See: http://www.matthewzeiler.com/pubs/googleTR2012/googleTR2012.pdf

Parameters:
  • rho (float) – Exponential decay rate of the first and second order moments.
  • eps (float) – Small value for the numerical stability.
class chainer.optimizers.AdaGrad(lr=0.001, eps=1e-08)[source]

AdaGrad optimizer.

See: http://jmlr.org/papers/v12/duchi11a.html

Parameters:
  • lr (float) – Learning rate.
  • eps (float) – Small value for the numerical stability.
class chainer.optimizers.Adam(alpha=0.001, beta1=0.9, beta2=0.999, eps=1e-08)[source]

Adam optimizer.

See: http://arxiv.org/abs/1412.6980v8

Parameters:
  • alpha (float) – Step size.
  • beta1 (float) – Exponential decay rate of the first order moment.
  • beta2 (float) – Exponential decay rate of the second order moment.
  • eps (float) – Small value for the numerical stability.
class chainer.optimizers.MomentumSGD(lr=0.01, momentum=0.9)[source]

Momentum SGD optimizer.

Parameters:
  • lr (float) – Learning rate.
  • momentum (float) – Exponential decay rate of the first order moment.
class chainer.optimizers.NesterovAG(lr=0.01, momentum=0.9)[source]

Nesterov’s Accelerated Gradient.

See: http://arxiv.org/abs/1212.0901

Parameters:
  • lr (float) – Learning rate.
  • momentum (float) – Exponential decay rate of the first order moment.
class chainer.optimizers.RMSprop(lr=0.01, alpha=0.99, eps=1e-08)[source]

RMSprop optimizer.

See: T. Tieleman and G. Hinton (2012).
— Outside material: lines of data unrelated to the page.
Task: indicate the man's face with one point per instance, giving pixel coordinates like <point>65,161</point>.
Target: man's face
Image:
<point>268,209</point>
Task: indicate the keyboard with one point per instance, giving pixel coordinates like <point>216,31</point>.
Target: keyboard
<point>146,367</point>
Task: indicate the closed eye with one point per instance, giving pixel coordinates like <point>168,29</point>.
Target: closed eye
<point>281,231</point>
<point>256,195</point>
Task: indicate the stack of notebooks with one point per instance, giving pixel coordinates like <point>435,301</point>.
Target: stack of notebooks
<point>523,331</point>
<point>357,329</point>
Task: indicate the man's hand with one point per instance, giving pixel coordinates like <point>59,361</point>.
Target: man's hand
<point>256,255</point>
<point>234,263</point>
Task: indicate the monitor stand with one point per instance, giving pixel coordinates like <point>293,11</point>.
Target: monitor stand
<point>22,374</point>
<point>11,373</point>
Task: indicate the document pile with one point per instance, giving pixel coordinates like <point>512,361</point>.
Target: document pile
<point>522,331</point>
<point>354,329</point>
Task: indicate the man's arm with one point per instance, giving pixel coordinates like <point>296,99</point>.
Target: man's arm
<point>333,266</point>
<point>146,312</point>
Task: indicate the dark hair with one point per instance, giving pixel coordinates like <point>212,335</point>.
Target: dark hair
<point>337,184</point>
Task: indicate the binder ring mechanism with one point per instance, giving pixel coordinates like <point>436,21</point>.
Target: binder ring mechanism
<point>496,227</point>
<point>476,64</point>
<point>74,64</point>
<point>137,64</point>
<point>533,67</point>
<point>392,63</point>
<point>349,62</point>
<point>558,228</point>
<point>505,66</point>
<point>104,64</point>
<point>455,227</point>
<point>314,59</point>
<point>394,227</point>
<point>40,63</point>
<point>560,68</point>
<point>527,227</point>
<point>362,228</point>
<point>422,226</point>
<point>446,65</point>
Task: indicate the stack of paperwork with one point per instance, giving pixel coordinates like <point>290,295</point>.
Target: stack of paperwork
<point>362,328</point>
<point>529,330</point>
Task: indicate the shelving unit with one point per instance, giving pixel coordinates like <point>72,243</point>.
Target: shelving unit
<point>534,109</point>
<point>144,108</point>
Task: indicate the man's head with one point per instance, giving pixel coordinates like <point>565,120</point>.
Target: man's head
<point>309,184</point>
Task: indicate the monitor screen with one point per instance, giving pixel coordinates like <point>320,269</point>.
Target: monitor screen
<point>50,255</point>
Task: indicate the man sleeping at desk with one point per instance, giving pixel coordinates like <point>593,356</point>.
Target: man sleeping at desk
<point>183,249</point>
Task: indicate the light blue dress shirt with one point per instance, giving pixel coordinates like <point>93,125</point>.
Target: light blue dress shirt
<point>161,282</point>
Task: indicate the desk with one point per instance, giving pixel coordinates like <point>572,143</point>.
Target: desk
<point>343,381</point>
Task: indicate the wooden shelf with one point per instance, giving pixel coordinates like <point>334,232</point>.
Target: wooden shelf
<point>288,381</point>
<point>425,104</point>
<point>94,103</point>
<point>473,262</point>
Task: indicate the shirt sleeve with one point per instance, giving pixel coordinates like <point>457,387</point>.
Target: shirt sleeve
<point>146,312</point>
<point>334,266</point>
Lecture 6.5 - rmsprop, COURSERA: Neural Networks for Machine Learning.

Parameters:
  • lr (float) – Learning rate.
  • alpha (float) – Exponential decay rate of the second order moment.
  • eps (float) – Small value for the numerical stability.
class chainer.optimizers.RMSpropGraves(lr=0.0001, alpha=0.95, momentum=0.9, eps=0.0001)[source]

Alex Graves’s RMSprop.

See: http://arxiv.org/abs/1308.0850

Parameters:
  • lr (float) – Learning rate.
  • alpha (float) – Exponential decay rate of the first and second order moments of the raw gradient.
  • momentum (float) – Exponential decay rate of the first order moment of the adjusted gradient.
  • eps (float) – Small value for the numerical stability.
class chainer.optimizers.SGD(lr=0.01)[source]
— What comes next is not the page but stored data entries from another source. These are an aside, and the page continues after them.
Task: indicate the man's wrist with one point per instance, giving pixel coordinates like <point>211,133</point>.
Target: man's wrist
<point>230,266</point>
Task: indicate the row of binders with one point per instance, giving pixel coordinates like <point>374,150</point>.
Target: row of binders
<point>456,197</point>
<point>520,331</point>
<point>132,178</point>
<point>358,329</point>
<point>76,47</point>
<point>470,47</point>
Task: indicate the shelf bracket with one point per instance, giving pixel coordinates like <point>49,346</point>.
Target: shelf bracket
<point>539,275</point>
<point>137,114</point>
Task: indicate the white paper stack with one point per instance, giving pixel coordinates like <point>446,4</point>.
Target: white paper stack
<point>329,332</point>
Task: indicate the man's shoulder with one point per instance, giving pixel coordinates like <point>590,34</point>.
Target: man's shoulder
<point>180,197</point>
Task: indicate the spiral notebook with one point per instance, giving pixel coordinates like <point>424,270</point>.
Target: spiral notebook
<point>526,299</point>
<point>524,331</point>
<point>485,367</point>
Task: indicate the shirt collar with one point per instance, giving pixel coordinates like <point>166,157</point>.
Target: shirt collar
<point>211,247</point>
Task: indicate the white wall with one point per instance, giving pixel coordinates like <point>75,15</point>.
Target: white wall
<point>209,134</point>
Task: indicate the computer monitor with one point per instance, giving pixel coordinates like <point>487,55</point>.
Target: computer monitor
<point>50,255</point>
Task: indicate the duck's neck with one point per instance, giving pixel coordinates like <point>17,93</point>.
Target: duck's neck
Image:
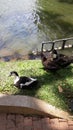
<point>16,79</point>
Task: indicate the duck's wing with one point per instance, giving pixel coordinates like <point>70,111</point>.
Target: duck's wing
<point>26,82</point>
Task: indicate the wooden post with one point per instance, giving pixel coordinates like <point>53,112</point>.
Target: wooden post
<point>63,45</point>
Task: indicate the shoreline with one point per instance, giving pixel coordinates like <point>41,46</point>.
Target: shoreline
<point>16,57</point>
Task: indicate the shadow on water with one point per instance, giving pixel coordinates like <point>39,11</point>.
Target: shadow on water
<point>66,1</point>
<point>53,81</point>
<point>55,24</point>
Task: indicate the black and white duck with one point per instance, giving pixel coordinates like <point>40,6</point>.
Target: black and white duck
<point>23,82</point>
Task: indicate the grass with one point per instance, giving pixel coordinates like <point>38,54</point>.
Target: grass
<point>47,89</point>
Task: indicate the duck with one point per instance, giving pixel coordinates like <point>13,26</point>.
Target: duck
<point>55,61</point>
<point>23,82</point>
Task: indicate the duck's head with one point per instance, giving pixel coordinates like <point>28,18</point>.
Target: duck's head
<point>54,51</point>
<point>13,73</point>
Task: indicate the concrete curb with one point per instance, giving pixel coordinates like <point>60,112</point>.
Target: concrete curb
<point>29,106</point>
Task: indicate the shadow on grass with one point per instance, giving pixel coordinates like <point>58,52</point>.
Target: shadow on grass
<point>50,82</point>
<point>55,22</point>
<point>66,1</point>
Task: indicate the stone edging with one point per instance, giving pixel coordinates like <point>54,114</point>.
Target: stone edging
<point>29,105</point>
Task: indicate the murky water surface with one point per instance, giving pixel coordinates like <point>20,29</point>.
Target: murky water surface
<point>21,27</point>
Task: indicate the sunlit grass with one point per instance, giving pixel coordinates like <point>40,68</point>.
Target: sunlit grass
<point>47,89</point>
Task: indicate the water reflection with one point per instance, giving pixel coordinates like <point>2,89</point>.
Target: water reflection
<point>24,25</point>
<point>18,26</point>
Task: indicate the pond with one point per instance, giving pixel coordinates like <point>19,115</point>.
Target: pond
<point>24,25</point>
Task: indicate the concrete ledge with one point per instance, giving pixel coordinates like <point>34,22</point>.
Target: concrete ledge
<point>28,105</point>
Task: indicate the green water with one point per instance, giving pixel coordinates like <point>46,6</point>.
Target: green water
<point>25,24</point>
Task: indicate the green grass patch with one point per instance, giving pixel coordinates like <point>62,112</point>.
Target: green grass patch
<point>47,89</point>
<point>56,18</point>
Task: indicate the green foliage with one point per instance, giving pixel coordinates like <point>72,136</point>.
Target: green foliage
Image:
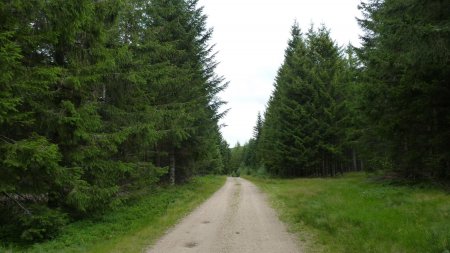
<point>356,214</point>
<point>405,98</point>
<point>304,129</point>
<point>43,223</point>
<point>95,103</point>
<point>132,227</point>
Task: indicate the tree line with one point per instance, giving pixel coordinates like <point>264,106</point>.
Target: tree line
<point>382,106</point>
<point>99,99</point>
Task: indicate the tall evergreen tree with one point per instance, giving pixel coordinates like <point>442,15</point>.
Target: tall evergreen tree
<point>405,54</point>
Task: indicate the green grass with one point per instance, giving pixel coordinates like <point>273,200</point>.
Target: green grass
<point>356,214</point>
<point>134,227</point>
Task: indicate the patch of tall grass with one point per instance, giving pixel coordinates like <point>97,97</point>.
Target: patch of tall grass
<point>133,227</point>
<point>356,214</point>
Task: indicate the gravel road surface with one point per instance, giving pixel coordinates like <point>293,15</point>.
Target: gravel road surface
<point>236,219</point>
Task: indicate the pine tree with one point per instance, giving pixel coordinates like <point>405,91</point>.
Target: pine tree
<point>405,55</point>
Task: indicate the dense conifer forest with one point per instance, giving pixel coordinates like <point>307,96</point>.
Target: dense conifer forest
<point>383,106</point>
<point>99,99</point>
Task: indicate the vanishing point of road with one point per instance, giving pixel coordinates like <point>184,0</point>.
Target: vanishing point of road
<point>236,219</point>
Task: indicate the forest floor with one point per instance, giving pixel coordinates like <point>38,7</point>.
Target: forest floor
<point>235,219</point>
<point>356,213</point>
<point>132,227</point>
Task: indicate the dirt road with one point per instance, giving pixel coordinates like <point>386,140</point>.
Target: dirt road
<point>237,218</point>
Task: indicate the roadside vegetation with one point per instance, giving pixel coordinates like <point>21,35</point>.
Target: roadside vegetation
<point>355,213</point>
<point>133,227</point>
<point>96,104</point>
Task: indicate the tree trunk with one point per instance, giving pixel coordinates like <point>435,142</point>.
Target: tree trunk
<point>172,168</point>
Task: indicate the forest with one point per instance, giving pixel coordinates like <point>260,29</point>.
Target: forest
<point>383,106</point>
<point>100,100</point>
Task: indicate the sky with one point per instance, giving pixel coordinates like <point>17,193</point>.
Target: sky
<point>250,37</point>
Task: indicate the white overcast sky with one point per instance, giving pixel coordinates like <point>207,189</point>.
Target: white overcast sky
<point>251,36</point>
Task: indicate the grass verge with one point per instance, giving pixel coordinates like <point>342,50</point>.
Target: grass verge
<point>355,214</point>
<point>134,227</point>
Vanilla Stochastic Gradient Descent.

Parameters:lr (float) – Learning rate.
class chainer.optimizers.SMORMS3(lr=0.001, eps=1e-16)[source]

Simon Funk’s SMORMS3.

See http://sifter.org/~simon/journal/20150420.html.

Parameters:
  • lr (float) – Learning rate.
  • eps (float) – Small value for the numerical stability.